From the library: Licensed to Lie: Exposing Corruption in the Department of Justice, by Sidney Powell

From the library: Licensed to Lie: Exposing Corruption in the Department of Justice, by Sidney Powell 2015-03-01T22:10:49-06:00

This is a very interesting book, and very timely, too, considering Eric Holder’s resignation announcement.

The author is an attorney defending a former Merrill Lynch employee, Jim Brown, caught up in the Enron prosecutions, and she writes both about her experience defending Brown (with lots of dialogue which presumably came from trial transcripts rather than reconstructed storytelling), and the bigger picture of what happened with the government’s prosecution of both the Enron case and the Stevens corruption case.  The bottom line is that in both cases, the government deliberately, egregiously hid crucial exculpatory evidence from the accused, despite their legal obligation to provide it, called the “Brady” obligation after a court case establishing this requirement.

This was quite eye-opening.  I had pretty much thought that the Bad Guys got what was coming to them, and that Stevens, a long-time senator from Alaska, was guilty of abusing his power.  But he was exonerated — though he then died in an unexplained plane crash shortly thereafter.  As to the Enron case, even Arthur Anderson was exonerated, long after the company was destroyed.  I didn’t know this.  And the prosecutors went after bit players based on more or less invented crimes, relying on the anger in Houston, and the willingness of judges, for their convictions.  Powell’s client was in the end partially exonerated, and had a new trial ordered for other of his “crimes,” which in the end, the federal prosecutors declined to prosecute, after they apparently accidentally revealed that they had previously been hiding exculpatory information.

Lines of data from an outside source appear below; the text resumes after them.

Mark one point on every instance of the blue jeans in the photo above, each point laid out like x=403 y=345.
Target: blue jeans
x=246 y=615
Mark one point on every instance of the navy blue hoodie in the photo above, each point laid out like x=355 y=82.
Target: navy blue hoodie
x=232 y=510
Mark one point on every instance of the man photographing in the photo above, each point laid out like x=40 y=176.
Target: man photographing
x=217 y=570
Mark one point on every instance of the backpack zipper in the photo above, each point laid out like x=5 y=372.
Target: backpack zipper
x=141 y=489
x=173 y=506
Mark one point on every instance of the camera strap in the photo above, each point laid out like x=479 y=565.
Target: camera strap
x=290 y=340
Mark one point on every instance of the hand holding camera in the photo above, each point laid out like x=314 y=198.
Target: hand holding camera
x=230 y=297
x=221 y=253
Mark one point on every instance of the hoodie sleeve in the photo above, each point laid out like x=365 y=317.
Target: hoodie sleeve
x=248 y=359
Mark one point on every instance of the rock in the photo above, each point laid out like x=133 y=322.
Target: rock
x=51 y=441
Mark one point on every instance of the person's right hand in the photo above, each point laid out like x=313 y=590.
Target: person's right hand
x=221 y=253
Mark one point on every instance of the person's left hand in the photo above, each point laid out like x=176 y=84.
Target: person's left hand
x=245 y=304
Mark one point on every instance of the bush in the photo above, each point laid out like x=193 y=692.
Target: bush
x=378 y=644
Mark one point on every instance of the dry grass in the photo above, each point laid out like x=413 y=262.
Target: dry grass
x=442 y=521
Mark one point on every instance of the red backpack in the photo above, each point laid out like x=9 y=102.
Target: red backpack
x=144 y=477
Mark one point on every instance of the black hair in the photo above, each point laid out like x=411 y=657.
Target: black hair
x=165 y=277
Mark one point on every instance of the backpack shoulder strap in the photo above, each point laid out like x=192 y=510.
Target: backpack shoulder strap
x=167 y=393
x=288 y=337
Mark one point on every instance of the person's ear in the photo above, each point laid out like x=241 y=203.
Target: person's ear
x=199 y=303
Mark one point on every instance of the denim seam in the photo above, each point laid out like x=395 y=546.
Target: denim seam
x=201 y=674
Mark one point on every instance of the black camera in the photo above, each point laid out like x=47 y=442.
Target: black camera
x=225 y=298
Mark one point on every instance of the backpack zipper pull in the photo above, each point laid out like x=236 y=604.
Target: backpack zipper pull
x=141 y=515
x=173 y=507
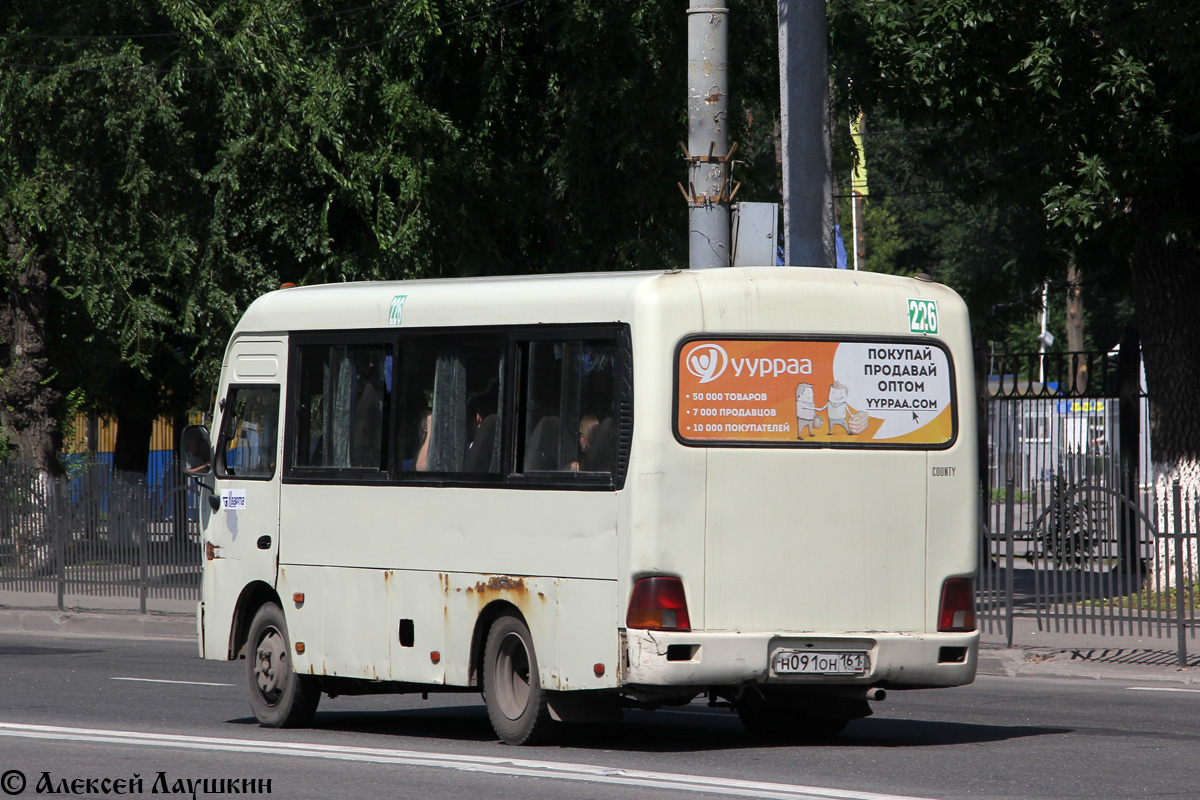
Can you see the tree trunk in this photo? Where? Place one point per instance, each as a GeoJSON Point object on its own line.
{"type": "Point", "coordinates": [136, 405]}
{"type": "Point", "coordinates": [1075, 325]}
{"type": "Point", "coordinates": [29, 401]}
{"type": "Point", "coordinates": [1167, 296]}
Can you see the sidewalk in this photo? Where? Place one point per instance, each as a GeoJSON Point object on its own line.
{"type": "Point", "coordinates": [90, 615]}
{"type": "Point", "coordinates": [1033, 654]}
{"type": "Point", "coordinates": [1085, 654]}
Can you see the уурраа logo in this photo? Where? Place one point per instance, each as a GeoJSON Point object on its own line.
{"type": "Point", "coordinates": [707, 362]}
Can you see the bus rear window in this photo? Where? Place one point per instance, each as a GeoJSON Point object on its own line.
{"type": "Point", "coordinates": [815, 392]}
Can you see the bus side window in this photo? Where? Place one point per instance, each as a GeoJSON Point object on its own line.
{"type": "Point", "coordinates": [569, 407]}
{"type": "Point", "coordinates": [453, 404]}
{"type": "Point", "coordinates": [342, 410]}
{"type": "Point", "coordinates": [249, 432]}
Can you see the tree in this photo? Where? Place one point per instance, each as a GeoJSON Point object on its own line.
{"type": "Point", "coordinates": [1086, 106]}
{"type": "Point", "coordinates": [166, 163]}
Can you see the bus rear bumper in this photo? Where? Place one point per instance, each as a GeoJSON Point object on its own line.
{"type": "Point", "coordinates": [701, 659]}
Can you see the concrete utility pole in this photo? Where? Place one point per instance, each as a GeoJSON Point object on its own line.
{"type": "Point", "coordinates": [808, 160]}
{"type": "Point", "coordinates": [708, 137]}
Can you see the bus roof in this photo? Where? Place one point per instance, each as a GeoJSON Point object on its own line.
{"type": "Point", "coordinates": [579, 298]}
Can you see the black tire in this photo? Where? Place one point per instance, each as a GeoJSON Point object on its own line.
{"type": "Point", "coordinates": [773, 719]}
{"type": "Point", "coordinates": [279, 697]}
{"type": "Point", "coordinates": [516, 702]}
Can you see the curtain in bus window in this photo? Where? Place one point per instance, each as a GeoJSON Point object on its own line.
{"type": "Point", "coordinates": [448, 437]}
{"type": "Point", "coordinates": [342, 407]}
{"type": "Point", "coordinates": [342, 392]}
{"type": "Point", "coordinates": [569, 395]}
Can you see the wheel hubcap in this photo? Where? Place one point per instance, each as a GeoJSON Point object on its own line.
{"type": "Point", "coordinates": [269, 666]}
{"type": "Point", "coordinates": [513, 677]}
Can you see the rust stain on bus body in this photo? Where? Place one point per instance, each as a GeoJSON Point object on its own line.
{"type": "Point", "coordinates": [501, 587]}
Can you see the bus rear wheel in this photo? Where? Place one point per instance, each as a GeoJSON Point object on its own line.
{"type": "Point", "coordinates": [279, 697]}
{"type": "Point", "coordinates": [516, 702]}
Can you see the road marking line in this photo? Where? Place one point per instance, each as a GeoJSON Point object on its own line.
{"type": "Point", "coordinates": [160, 680]}
{"type": "Point", "coordinates": [511, 767]}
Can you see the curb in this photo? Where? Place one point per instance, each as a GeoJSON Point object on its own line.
{"type": "Point", "coordinates": [101, 624]}
{"type": "Point", "coordinates": [1098, 662]}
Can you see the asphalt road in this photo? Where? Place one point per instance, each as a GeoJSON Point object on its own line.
{"type": "Point", "coordinates": [75, 709]}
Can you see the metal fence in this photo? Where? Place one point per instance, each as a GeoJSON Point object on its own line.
{"type": "Point", "coordinates": [1077, 535]}
{"type": "Point", "coordinates": [91, 533]}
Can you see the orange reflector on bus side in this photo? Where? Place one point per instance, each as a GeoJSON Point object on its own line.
{"type": "Point", "coordinates": [660, 605]}
{"type": "Point", "coordinates": [957, 611]}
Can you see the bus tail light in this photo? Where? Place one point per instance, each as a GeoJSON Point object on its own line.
{"type": "Point", "coordinates": [658, 603]}
{"type": "Point", "coordinates": [957, 612]}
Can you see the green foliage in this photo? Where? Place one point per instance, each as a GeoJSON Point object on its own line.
{"type": "Point", "coordinates": [184, 157]}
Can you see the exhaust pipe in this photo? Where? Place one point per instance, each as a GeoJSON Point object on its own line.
{"type": "Point", "coordinates": [856, 692]}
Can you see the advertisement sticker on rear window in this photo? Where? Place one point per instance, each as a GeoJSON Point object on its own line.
{"type": "Point", "coordinates": [814, 392]}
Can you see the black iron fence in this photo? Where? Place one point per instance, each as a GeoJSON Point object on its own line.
{"type": "Point", "coordinates": [93, 533]}
{"type": "Point", "coordinates": [1077, 534]}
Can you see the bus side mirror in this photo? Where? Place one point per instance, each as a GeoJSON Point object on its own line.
{"type": "Point", "coordinates": [196, 451]}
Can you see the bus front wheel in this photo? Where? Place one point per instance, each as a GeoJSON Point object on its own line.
{"type": "Point", "coordinates": [516, 702]}
{"type": "Point", "coordinates": [279, 697]}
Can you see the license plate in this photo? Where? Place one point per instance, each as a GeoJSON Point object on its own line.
{"type": "Point", "coordinates": [809, 662]}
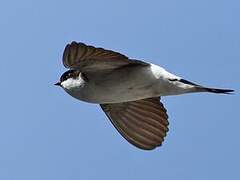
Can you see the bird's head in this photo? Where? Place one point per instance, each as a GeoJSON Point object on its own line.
{"type": "Point", "coordinates": [70, 80]}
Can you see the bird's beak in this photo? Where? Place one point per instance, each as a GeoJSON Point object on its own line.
{"type": "Point", "coordinates": [58, 84]}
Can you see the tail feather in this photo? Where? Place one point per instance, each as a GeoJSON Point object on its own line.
{"type": "Point", "coordinates": [218, 91]}
{"type": "Point", "coordinates": [199, 88]}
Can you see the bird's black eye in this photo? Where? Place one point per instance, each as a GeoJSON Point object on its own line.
{"type": "Point", "coordinates": [67, 75]}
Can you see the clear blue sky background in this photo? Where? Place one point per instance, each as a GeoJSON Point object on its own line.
{"type": "Point", "coordinates": [47, 135]}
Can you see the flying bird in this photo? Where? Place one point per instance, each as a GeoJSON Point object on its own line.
{"type": "Point", "coordinates": [128, 90]}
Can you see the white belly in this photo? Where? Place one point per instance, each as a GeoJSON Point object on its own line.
{"type": "Point", "coordinates": [128, 84]}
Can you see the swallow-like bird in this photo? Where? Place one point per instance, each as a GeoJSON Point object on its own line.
{"type": "Point", "coordinates": [128, 90]}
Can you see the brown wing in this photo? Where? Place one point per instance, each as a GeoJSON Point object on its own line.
{"type": "Point", "coordinates": [143, 123]}
{"type": "Point", "coordinates": [89, 58]}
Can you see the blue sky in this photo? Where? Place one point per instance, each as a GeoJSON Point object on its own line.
{"type": "Point", "coordinates": [46, 134]}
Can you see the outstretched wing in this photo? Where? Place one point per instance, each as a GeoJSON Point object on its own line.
{"type": "Point", "coordinates": [143, 123]}
{"type": "Point", "coordinates": [89, 58]}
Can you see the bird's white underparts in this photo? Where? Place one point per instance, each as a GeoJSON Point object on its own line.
{"type": "Point", "coordinates": [127, 90]}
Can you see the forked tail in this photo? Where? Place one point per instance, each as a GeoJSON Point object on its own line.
{"type": "Point", "coordinates": [214, 90]}
{"type": "Point", "coordinates": [198, 88]}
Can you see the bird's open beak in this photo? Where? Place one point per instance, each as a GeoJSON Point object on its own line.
{"type": "Point", "coordinates": [58, 84]}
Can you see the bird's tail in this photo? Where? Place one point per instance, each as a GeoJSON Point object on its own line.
{"type": "Point", "coordinates": [214, 90]}
{"type": "Point", "coordinates": [199, 88]}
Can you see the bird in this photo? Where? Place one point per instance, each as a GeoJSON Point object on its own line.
{"type": "Point", "coordinates": [128, 90]}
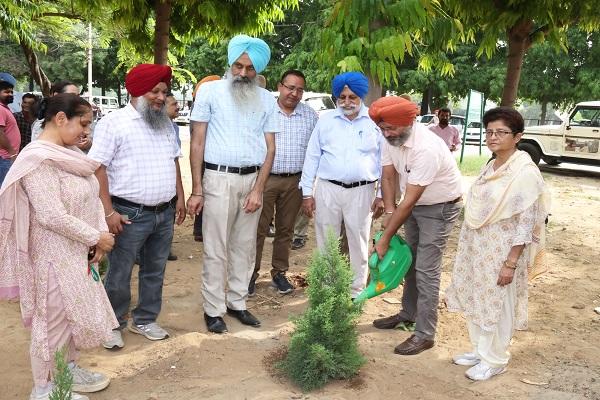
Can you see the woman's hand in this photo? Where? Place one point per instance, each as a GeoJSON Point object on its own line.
{"type": "Point", "coordinates": [106, 242]}
{"type": "Point", "coordinates": [506, 276]}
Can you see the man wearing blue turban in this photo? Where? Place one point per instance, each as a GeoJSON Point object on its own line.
{"type": "Point", "coordinates": [344, 152]}
{"type": "Point", "coordinates": [232, 150]}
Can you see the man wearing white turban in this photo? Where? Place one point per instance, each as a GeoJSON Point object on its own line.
{"type": "Point", "coordinates": [233, 126]}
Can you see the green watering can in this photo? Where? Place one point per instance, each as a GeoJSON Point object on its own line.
{"type": "Point", "coordinates": [387, 274]}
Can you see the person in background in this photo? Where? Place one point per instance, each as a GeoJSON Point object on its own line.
{"type": "Point", "coordinates": [501, 237]}
{"type": "Point", "coordinates": [448, 133]}
{"type": "Point", "coordinates": [10, 137]}
{"type": "Point", "coordinates": [52, 234]}
{"type": "Point", "coordinates": [26, 117]}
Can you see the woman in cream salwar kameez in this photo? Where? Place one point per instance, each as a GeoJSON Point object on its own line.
{"type": "Point", "coordinates": [503, 231]}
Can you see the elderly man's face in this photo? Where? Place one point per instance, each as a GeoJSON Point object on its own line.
{"type": "Point", "coordinates": [348, 102]}
{"type": "Point", "coordinates": [172, 107]}
{"type": "Point", "coordinates": [291, 90]}
{"type": "Point", "coordinates": [243, 67]}
{"type": "Point", "coordinates": [157, 96]}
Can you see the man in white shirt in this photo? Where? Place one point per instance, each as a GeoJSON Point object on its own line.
{"type": "Point", "coordinates": [344, 153]}
{"type": "Point", "coordinates": [142, 194]}
{"type": "Point", "coordinates": [233, 136]}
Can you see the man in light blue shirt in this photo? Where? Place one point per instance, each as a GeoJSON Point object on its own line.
{"type": "Point", "coordinates": [344, 153]}
{"type": "Point", "coordinates": [233, 126]}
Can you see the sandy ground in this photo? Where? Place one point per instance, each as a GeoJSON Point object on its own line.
{"type": "Point", "coordinates": [558, 357]}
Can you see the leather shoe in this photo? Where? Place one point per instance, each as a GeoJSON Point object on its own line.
{"type": "Point", "coordinates": [390, 322]}
{"type": "Point", "coordinates": [215, 324]}
{"type": "Point", "coordinates": [413, 345]}
{"type": "Point", "coordinates": [244, 317]}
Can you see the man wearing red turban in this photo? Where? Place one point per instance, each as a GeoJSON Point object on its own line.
{"type": "Point", "coordinates": [431, 185]}
{"type": "Point", "coordinates": [141, 191]}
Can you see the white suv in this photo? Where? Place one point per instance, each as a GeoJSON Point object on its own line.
{"type": "Point", "coordinates": [576, 140]}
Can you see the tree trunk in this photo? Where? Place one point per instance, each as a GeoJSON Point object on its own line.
{"type": "Point", "coordinates": [36, 69]}
{"type": "Point", "coordinates": [375, 90]}
{"type": "Point", "coordinates": [518, 44]}
{"type": "Point", "coordinates": [161, 35]}
{"type": "Point", "coordinates": [425, 101]}
{"type": "Point", "coordinates": [544, 113]}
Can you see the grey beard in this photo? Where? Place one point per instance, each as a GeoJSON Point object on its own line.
{"type": "Point", "coordinates": [398, 141]}
{"type": "Point", "coordinates": [244, 92]}
{"type": "Point", "coordinates": [157, 119]}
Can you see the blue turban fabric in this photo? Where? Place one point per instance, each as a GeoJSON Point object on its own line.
{"type": "Point", "coordinates": [257, 50]}
{"type": "Point", "coordinates": [356, 81]}
{"type": "Point", "coordinates": [5, 76]}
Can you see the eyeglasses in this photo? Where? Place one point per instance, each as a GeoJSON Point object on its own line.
{"type": "Point", "coordinates": [293, 88]}
{"type": "Point", "coordinates": [500, 133]}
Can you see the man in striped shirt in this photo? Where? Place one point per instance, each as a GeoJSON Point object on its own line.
{"type": "Point", "coordinates": [282, 195]}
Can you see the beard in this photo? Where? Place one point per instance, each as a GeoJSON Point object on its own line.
{"type": "Point", "coordinates": [244, 91]}
{"type": "Point", "coordinates": [350, 110]}
{"type": "Point", "coordinates": [157, 119]}
{"type": "Point", "coordinates": [398, 141]}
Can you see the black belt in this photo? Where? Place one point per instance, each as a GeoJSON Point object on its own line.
{"type": "Point", "coordinates": [459, 198]}
{"type": "Point", "coordinates": [156, 209]}
{"type": "Point", "coordinates": [232, 170]}
{"type": "Point", "coordinates": [286, 174]}
{"type": "Point", "coordinates": [350, 185]}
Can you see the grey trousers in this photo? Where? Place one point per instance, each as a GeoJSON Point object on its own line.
{"type": "Point", "coordinates": [427, 231]}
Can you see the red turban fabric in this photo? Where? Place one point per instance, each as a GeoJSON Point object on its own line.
{"type": "Point", "coordinates": [394, 110]}
{"type": "Point", "coordinates": [143, 77]}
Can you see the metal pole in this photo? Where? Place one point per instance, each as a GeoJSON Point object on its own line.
{"type": "Point", "coordinates": [90, 82]}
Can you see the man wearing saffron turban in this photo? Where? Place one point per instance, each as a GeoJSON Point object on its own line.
{"type": "Point", "coordinates": [343, 156]}
{"type": "Point", "coordinates": [430, 182]}
{"type": "Point", "coordinates": [233, 138]}
{"type": "Point", "coordinates": [141, 191]}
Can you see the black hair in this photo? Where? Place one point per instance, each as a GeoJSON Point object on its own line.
{"type": "Point", "coordinates": [29, 96]}
{"type": "Point", "coordinates": [6, 85]}
{"type": "Point", "coordinates": [71, 104]}
{"type": "Point", "coordinates": [508, 115]}
{"type": "Point", "coordinates": [295, 72]}
{"type": "Point", "coordinates": [59, 87]}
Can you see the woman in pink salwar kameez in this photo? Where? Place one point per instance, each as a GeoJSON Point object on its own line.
{"type": "Point", "coordinates": [51, 218]}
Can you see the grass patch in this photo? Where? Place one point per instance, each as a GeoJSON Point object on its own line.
{"type": "Point", "coordinates": [472, 165]}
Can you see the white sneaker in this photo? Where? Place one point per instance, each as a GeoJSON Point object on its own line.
{"type": "Point", "coordinates": [115, 342]}
{"type": "Point", "coordinates": [87, 381]}
{"type": "Point", "coordinates": [45, 395]}
{"type": "Point", "coordinates": [467, 359]}
{"type": "Point", "coordinates": [483, 372]}
{"type": "Point", "coordinates": [151, 331]}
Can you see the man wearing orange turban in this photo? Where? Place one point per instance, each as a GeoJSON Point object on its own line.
{"type": "Point", "coordinates": [431, 185]}
{"type": "Point", "coordinates": [141, 191]}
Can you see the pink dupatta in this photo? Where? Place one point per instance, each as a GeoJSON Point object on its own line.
{"type": "Point", "coordinates": [16, 270]}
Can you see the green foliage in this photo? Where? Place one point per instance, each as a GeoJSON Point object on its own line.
{"type": "Point", "coordinates": [324, 345]}
{"type": "Point", "coordinates": [63, 378]}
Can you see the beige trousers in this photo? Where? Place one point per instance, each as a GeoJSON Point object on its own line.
{"type": "Point", "coordinates": [335, 204]}
{"type": "Point", "coordinates": [492, 347]}
{"type": "Point", "coordinates": [229, 241]}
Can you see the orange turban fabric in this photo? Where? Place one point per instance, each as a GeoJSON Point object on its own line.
{"type": "Point", "coordinates": [204, 80]}
{"type": "Point", "coordinates": [394, 110]}
{"type": "Point", "coordinates": [143, 77]}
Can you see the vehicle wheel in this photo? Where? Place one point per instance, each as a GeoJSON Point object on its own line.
{"type": "Point", "coordinates": [551, 161]}
{"type": "Point", "coordinates": [533, 151]}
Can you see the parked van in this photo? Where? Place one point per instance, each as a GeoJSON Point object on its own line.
{"type": "Point", "coordinates": [576, 140]}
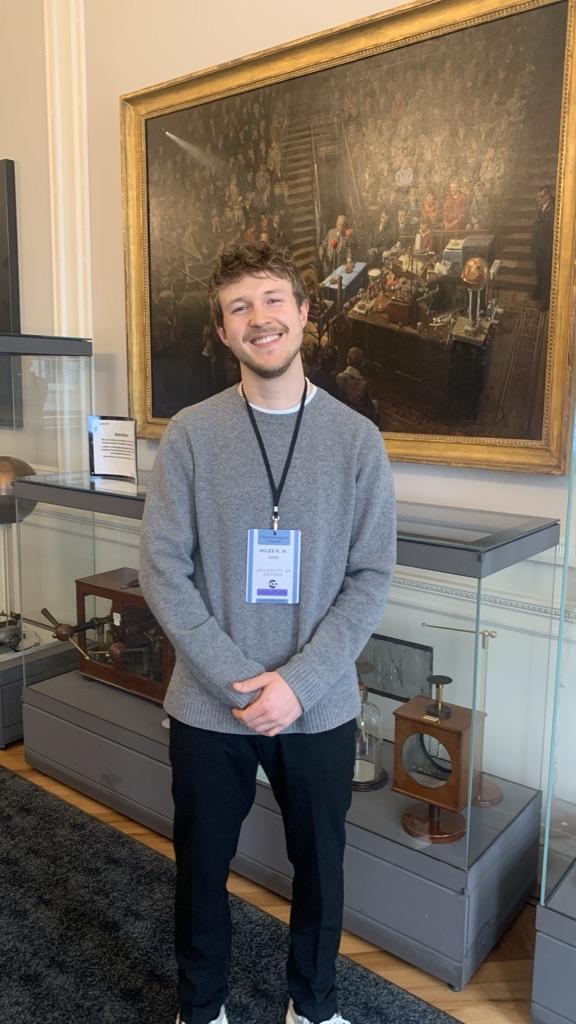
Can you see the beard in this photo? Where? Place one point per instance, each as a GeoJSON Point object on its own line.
{"type": "Point", "coordinates": [270, 373]}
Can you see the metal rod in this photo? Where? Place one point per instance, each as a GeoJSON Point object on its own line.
{"type": "Point", "coordinates": [457, 629]}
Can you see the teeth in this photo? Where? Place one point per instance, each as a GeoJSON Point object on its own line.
{"type": "Point", "coordinates": [265, 340]}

The biggest actual fraudster in the Enron case, Andrew Fastow, happily cooperated with the DoJ’s other prosecutions, testifying for them, and served less than 6 years in prison.

It’s not even partisan politics, because these cases began under the Bush administration and continued under Obama.  The bottom-line reason for the DoJ corruption was that winning convictions was the path towards career advancement — and in an epilogue, Powell chronicles the fate of these lawyers, not meeting a downfall worthy of their misdeeds, but advancing in ranks in government work or in private law firms.  The most notable of these promotions was Kathryn Ruemmler, who suppressed exculpatory evidence, made her way to White House counsel.

And Holder?  When these cases came to light, he announced that henceforth, the DoJ would follow the law, then started backtracking and has not implemented any serious reform.  Powell doesn’t point to any current prosecutions where Justice attorneys are suppressing exculpatory evidence — but the key is that in both the Enron and the Stevens cases, it wasn’t known until after the fact, due to “accidental” revelations or whistleblowers, that this happened.